How to create a time scatterplot with R?

2020-05-21 04:58发布

问题:

The data are a series of dates and times.

date time
2010-01-01 09:04:43
2010-01-01 10:53:59
2010-01-01 10:57:18
2010-01-01 10:59:30
2010-01-01 11:00:44
…

My goal was to represent a scatterplot with the date on the horizontal axis (x) and the time on the vertical axis (y).

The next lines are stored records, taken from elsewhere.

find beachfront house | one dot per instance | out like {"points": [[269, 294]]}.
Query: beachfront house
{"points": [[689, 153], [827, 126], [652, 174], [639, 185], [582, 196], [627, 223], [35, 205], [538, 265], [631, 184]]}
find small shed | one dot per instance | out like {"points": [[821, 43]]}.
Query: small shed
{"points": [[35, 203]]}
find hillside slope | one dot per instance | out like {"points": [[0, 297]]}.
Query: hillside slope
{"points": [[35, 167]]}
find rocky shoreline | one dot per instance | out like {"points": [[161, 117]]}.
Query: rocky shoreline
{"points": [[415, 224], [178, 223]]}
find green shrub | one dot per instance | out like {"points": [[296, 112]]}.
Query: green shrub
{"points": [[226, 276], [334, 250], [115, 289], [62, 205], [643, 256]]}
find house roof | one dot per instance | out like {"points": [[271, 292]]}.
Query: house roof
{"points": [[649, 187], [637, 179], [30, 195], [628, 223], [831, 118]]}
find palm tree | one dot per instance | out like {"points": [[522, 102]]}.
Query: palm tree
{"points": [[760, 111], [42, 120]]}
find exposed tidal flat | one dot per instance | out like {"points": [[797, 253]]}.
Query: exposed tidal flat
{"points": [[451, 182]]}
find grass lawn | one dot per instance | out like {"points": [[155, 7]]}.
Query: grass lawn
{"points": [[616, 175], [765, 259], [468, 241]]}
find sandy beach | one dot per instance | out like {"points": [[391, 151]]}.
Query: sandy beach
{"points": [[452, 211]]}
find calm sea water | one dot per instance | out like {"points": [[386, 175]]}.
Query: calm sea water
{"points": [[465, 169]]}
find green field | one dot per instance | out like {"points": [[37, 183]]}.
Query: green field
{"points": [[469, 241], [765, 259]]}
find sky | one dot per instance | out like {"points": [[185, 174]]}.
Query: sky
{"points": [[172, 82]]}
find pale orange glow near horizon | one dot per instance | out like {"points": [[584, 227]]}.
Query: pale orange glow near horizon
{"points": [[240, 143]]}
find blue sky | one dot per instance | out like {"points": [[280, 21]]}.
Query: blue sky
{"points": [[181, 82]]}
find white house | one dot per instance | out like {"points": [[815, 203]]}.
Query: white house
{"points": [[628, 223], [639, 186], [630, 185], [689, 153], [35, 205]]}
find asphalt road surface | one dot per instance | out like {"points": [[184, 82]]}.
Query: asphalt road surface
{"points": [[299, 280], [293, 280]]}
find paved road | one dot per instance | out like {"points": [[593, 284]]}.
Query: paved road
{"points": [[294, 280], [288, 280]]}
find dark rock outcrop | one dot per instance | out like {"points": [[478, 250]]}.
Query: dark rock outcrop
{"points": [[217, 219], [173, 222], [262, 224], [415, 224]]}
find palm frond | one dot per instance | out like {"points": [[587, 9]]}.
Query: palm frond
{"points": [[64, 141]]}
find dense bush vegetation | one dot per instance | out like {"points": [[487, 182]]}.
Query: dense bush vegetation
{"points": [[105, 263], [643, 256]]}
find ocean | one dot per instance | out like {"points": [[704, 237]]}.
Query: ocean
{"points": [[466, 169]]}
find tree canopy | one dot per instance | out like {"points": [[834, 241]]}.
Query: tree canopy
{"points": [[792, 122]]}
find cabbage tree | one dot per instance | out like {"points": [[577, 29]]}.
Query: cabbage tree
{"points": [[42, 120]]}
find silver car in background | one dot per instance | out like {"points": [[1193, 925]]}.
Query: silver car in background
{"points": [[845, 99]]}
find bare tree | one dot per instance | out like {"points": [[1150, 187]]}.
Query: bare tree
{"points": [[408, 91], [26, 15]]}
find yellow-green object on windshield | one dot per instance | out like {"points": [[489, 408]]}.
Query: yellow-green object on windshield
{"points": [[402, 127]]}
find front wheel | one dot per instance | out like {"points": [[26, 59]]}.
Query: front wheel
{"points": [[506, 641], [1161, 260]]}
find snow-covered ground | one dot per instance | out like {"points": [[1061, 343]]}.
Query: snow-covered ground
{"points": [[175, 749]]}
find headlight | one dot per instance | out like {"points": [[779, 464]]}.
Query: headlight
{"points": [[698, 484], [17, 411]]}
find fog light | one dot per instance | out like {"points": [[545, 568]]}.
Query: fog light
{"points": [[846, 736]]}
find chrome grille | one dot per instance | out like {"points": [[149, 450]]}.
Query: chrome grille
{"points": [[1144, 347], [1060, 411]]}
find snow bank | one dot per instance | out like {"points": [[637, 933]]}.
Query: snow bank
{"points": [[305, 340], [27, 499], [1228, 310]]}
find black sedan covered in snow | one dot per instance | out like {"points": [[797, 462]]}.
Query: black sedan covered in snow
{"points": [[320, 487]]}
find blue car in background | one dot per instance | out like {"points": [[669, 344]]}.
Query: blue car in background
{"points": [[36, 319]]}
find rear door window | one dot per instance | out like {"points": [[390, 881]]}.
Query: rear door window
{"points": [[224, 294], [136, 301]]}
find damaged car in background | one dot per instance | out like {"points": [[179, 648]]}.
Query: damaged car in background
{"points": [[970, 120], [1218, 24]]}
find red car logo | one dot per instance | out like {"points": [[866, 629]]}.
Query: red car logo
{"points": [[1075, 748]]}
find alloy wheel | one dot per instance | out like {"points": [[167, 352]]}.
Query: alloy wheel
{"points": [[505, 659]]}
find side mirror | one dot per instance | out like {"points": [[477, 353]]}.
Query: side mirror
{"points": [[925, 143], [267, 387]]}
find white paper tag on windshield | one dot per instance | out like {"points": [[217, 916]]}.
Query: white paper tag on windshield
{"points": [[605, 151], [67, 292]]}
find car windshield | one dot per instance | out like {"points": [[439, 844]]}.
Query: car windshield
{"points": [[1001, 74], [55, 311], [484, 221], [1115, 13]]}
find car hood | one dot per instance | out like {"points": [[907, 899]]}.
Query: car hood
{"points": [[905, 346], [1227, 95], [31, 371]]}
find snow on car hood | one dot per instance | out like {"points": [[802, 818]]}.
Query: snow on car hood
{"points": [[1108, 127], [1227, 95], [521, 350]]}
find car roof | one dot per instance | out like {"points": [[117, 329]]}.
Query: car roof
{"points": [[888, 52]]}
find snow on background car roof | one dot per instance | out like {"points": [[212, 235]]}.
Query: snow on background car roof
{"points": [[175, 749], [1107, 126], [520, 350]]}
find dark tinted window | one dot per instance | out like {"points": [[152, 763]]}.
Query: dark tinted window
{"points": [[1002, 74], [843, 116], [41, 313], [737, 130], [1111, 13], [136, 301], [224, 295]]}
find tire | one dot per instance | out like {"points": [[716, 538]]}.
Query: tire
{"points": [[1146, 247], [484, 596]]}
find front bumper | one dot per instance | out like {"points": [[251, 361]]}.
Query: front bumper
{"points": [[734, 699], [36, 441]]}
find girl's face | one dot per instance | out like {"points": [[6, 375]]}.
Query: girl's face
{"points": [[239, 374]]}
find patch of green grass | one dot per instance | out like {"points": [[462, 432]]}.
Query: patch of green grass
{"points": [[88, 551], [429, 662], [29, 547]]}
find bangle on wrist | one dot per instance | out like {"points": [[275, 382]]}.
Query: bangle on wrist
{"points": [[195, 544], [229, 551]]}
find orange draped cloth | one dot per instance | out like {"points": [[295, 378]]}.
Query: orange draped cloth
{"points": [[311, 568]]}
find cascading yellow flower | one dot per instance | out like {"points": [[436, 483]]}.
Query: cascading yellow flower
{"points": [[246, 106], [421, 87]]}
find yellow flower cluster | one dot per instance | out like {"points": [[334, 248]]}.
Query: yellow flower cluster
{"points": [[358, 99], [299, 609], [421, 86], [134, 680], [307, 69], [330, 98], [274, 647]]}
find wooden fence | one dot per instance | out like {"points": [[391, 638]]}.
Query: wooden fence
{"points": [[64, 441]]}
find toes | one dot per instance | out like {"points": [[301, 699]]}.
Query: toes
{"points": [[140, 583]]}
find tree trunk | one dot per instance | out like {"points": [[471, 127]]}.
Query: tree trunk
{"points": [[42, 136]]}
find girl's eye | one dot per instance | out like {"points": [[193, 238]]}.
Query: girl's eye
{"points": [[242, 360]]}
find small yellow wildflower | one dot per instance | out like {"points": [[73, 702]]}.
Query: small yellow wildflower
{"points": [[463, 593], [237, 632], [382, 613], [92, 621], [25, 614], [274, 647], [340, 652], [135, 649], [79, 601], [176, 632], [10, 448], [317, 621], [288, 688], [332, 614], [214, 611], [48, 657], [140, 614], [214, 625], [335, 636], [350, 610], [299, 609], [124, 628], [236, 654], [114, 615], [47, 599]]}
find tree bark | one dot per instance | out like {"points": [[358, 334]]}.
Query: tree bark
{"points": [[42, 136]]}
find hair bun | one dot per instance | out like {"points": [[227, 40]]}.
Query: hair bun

I guess I could also add a color intensity if there are more than one time for the same date.

It was quite easy to create an histogram of dates.

mydata <- read.table("mydata.txt", header=TRUE, sep=" ")
mydatahist <- hist(as.Date(mydata$day), breaks = "weeks", freq=TRUE, plot=FALSE)
barplot(mydatahist$counts, border=NA, col="#ccaaaa")
  1. I haven't figured out yet how to create a scatterplot where the axis are date and/or time.
  2. I would like also to be able to have axis not necessary with linear dates YYYY-MM-DD, but also based on months such as MM-DD (so different years accumulate), or even with a rotation on weeks.

Any help, RTFM URI slapping or hints is welcome.

回答1:

The ggplot2 package handles dates and times quite easily.

Create some date and time data:

dates <- as.POSIXct(as.Date("2011/01/01") + sample(0:365, 100, replace=TRUE))
times <- as.POSIXct(runif(100, 0, 24*60*60), origin="2011/01/01")

df <- data.frame(
  dates = dates,
  times = times
)

Then get some ggplot2 magic. ggplot will automatically deal with dates, but to get the time axis formatted properly use scale_y_datetime():

library(ggplot2)
library(scales)
ggplot(df, aes(x=dates, y=times)) + 
  geom_point() + 
  scale_y_datetime(breaks=date_breaks("4 hour"), labels=date_format("%H:%M")) + 
  theme(axis.text.x=element_text(angle=90))


Regarding the last part of your question, on grouping by week, etc: To achieve this you may have to pre-summarize the data into the buckets that you want. You can use possibly use plyr for this and then pass the resulting data to ggplot.



回答2:

I'd start by reading about as.POSIXct, strptime, strftime, and difftime. These and related functions should allow you to extract the desired subsets of your data. The formatting is a little tricky, so play with the examples in the help files.
And, once your dates are converted to a POSIX class, as.numeric() will convert them all to numeric values, hence easy to sort, plot, etc.

Edit: Andre's suggestion to play w/ ggplot to simplify your axis specifications is a good one.